Four years later I found a folded batik piece of a fish and a sketchbook hid in the back of my cupboard and wondered why I didn’t paint anymore. I started again from the beginning. From plants to buildings I wanted to paint everything, but somehow I couldn’t. I pushed myself till I could think on my own, till ideas began to come floating into my mind. Soon it did. However, this time, insecurity struck me. Do i show others what I do? Will they like it? They would have seen better! They will criticise me or worse judge me. It took me time to realise that it did not matter. It did not matter what others would think because I loved what I did. Even if it was for just a moment, even if I would get better the next time I did something, I loved what I did at the moment. This time, I promised I would never stop.

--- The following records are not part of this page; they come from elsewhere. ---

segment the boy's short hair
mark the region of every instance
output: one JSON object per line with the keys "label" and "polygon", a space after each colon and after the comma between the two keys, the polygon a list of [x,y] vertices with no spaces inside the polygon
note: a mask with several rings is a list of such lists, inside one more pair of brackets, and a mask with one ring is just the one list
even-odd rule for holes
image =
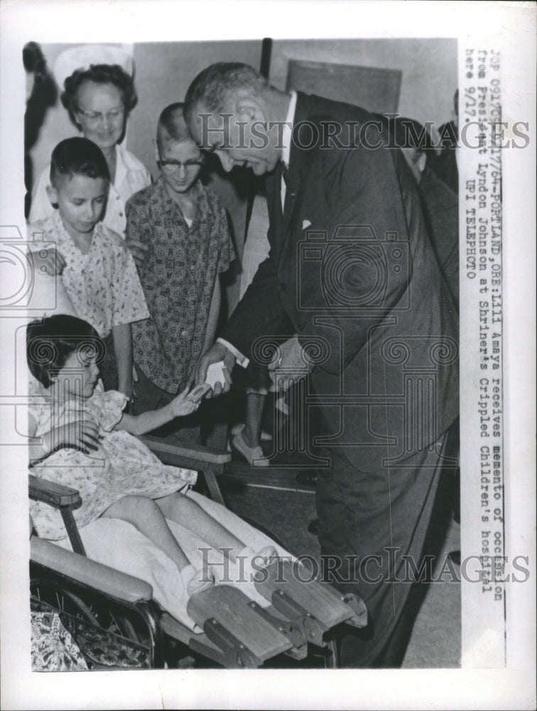
{"label": "boy's short hair", "polygon": [[26,360],[30,372],[45,387],[65,365],[72,353],[84,358],[94,357],[97,363],[104,355],[104,344],[87,321],[77,316],[59,314],[33,321],[26,326]]}
{"label": "boy's short hair", "polygon": [[62,177],[75,175],[102,178],[110,181],[108,164],[100,148],[87,138],[67,138],[53,151],[50,159],[50,183],[56,188]]}
{"label": "boy's short hair", "polygon": [[164,109],[158,117],[157,124],[157,145],[162,147],[163,139],[174,141],[192,141],[188,127],[185,121],[184,105],[178,102],[170,104]]}

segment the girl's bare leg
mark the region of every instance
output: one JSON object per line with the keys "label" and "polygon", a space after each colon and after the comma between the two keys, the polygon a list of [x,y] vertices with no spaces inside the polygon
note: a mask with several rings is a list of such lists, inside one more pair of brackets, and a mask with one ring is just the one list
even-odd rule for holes
{"label": "girl's bare leg", "polygon": [[169,494],[156,499],[156,503],[166,518],[180,523],[217,550],[231,548],[229,557],[234,560],[246,547],[243,541],[184,494]]}
{"label": "girl's bare leg", "polygon": [[132,524],[141,534],[173,560],[180,571],[190,565],[168,527],[161,508],[147,496],[130,495],[116,501],[102,514],[103,518],[119,518]]}

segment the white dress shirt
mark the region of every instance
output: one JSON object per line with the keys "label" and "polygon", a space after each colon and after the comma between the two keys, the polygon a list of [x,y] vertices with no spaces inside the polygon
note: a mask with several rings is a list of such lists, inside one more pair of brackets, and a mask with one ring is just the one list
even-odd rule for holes
{"label": "white dress shirt", "polygon": [[[283,124],[283,130],[281,134],[283,148],[281,149],[281,156],[280,156],[280,159],[287,169],[289,167],[289,160],[291,159],[291,140],[293,139],[293,124],[295,120],[295,112],[296,111],[296,92],[292,91],[291,92],[289,107],[287,109],[287,116],[286,117],[285,123]],[[283,176],[282,176],[281,188],[282,210],[283,210],[283,205],[286,202],[286,190],[287,185],[286,181],[283,180]],[[243,368],[247,367],[250,362],[249,358],[247,358],[246,356],[243,356],[240,351],[237,351],[234,346],[232,346],[224,338],[217,338],[217,343],[222,343],[222,346],[225,346],[227,350],[235,356],[237,362],[239,365],[242,365]]]}

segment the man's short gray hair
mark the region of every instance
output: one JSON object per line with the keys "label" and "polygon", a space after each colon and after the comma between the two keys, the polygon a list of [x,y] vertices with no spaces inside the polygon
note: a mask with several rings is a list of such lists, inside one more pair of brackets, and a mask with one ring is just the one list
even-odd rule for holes
{"label": "man's short gray hair", "polygon": [[213,113],[225,110],[232,93],[244,89],[259,93],[268,86],[267,80],[248,64],[217,62],[200,72],[185,97],[185,118],[190,124],[198,107]]}

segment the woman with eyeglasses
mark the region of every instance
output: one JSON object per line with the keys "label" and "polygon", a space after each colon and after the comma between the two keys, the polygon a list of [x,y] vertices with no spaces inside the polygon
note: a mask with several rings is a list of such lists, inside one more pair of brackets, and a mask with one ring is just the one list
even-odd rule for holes
{"label": "woman with eyeglasses", "polygon": [[[112,177],[103,218],[107,227],[124,236],[125,203],[134,193],[151,185],[145,166],[121,144],[129,115],[137,97],[132,60],[122,49],[87,45],[65,50],[58,58],[54,75],[63,86],[61,102],[72,123],[101,149]],[[53,212],[47,196],[47,166],[34,186],[29,222]]]}
{"label": "woman with eyeglasses", "polygon": [[[155,157],[160,175],[126,205],[125,242],[150,314],[132,328],[136,415],[169,402],[188,384],[214,341],[220,274],[234,257],[222,201],[200,179],[203,156],[182,104],[171,104],[161,114]],[[204,410],[201,416],[206,416]],[[183,418],[180,440],[200,442],[201,416]]]}

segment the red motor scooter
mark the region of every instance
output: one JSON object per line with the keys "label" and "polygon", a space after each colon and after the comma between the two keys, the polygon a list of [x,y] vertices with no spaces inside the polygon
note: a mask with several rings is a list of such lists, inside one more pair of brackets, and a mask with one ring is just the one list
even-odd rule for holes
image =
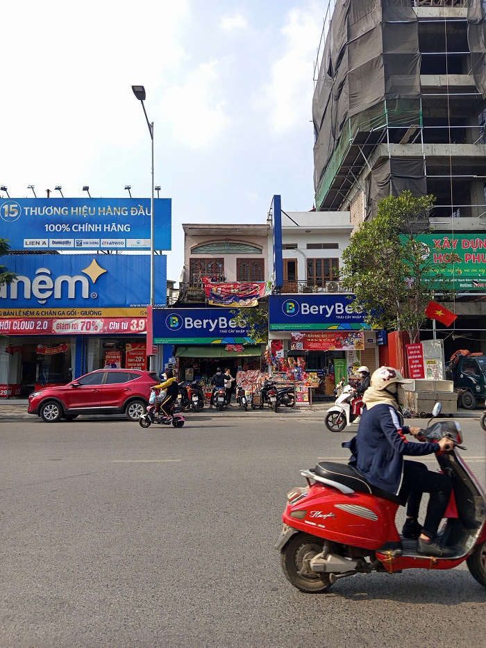
{"label": "red motor scooter", "polygon": [[[436,404],[433,413],[439,412],[440,404]],[[460,427],[454,421],[435,422],[419,438],[438,441],[444,437],[455,447],[436,454],[453,485],[440,543],[454,547],[455,555],[442,558],[419,554],[417,540],[405,539],[396,530],[396,497],[369,484],[351,466],[323,461],[301,470],[308,485],[287,496],[276,548],[289,581],[302,592],[321,592],[346,576],[450,570],[466,560],[472,576],[486,587],[486,500],[455,449],[465,449],[460,445]]]}

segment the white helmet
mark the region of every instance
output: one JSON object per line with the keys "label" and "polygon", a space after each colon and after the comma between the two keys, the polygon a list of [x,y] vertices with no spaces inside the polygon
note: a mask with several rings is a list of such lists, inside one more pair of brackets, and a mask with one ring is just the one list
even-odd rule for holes
{"label": "white helmet", "polygon": [[413,381],[403,378],[398,369],[394,369],[393,367],[380,367],[376,372],[374,372],[371,376],[371,387],[378,391],[386,390],[387,387],[393,385],[394,383],[400,383],[404,385],[412,382]]}

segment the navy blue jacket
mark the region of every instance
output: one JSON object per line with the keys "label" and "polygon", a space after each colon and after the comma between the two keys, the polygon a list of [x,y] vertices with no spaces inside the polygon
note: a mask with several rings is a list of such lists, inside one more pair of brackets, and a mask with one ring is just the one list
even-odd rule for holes
{"label": "navy blue jacket", "polygon": [[[358,434],[349,442],[353,458],[349,462],[374,486],[398,495],[403,472],[403,455],[419,456],[439,449],[437,443],[407,440],[396,411],[390,405],[364,408]],[[347,445],[347,444],[346,444]]]}

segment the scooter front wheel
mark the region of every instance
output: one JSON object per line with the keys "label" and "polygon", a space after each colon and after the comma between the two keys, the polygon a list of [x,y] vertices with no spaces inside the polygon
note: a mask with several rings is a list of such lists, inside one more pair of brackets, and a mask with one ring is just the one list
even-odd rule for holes
{"label": "scooter front wheel", "polygon": [[479,419],[479,424],[481,426],[485,432],[486,432],[486,412],[484,412],[481,415],[481,417]]}
{"label": "scooter front wheel", "polygon": [[347,424],[346,415],[344,412],[328,412],[324,423],[330,432],[342,432]]}
{"label": "scooter front wheel", "polygon": [[469,558],[466,558],[471,575],[480,585],[486,588],[486,540],[478,545]]}
{"label": "scooter front wheel", "polygon": [[282,549],[283,573],[289,583],[308,594],[320,594],[331,585],[328,574],[317,574],[310,569],[310,560],[322,551],[324,542],[308,533],[299,533]]}

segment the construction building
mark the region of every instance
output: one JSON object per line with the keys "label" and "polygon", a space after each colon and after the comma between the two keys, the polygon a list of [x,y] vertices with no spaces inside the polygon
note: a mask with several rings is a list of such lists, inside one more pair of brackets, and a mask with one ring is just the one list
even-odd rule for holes
{"label": "construction building", "polygon": [[327,8],[312,106],[316,208],[349,210],[357,226],[385,196],[433,194],[431,254],[461,260],[455,332],[470,340],[444,331],[446,355],[486,352],[486,3]]}

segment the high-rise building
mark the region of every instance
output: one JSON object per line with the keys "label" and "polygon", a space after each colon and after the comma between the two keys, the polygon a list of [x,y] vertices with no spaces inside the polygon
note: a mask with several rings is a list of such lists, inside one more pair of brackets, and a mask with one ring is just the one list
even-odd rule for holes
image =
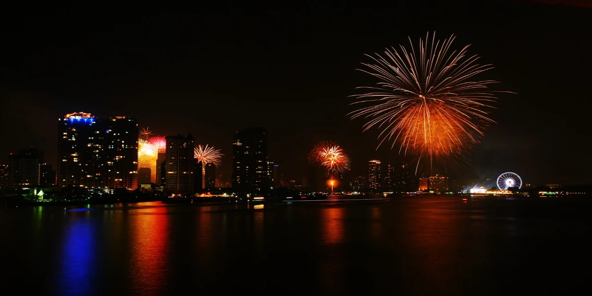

I have seen many people of my age who have great artistic talents and I show much admiration for them, but painting for me is more than just knowing how to hold a brush or which colours to mix to get prussian blue. There is something more to it that is not easy to understand or to put into words. I know there is something in me waiting to be tapped. Studying art in college, I believe would do so. I have never been trained or ‘taught’ much about art. I have completed my tests on it through self-learning. I continuously experiment with brush and acrylic and have had some opportunities to try other mediums such as watercolours, soft pastels and pencils. I have been wanting and am very much eager to learn various other techniques. For my final project in school I have included works of collage, pot painting and sculpture. I often contribute to activities in school by participating in competitions in school and other occasions. I designed the cover page of the invites for Kalotsav 2018, our annual day in school when parents and guests are invited to watch a series of programmes. I have designed and painted a mural beside the stage of our school inspired by the themes portrayed in Kalotsav 2018 and have designed the invite for the schools silver jubilee celebration inviting all its previous students. I have participated in a local arts competition to win first place for the theme of ‘save nature’. I often help my mother with her boutique by adding to her exhibitions colour with painted canvases, pots and other ideas.
For my love for movies and art, I have been wanting to be a part of the set making process in films. I find this to be something that would combine everything I find happiness in. However, I am ready to keep my options open and continue exploring as I find that equally important. My only wish is to do something I love.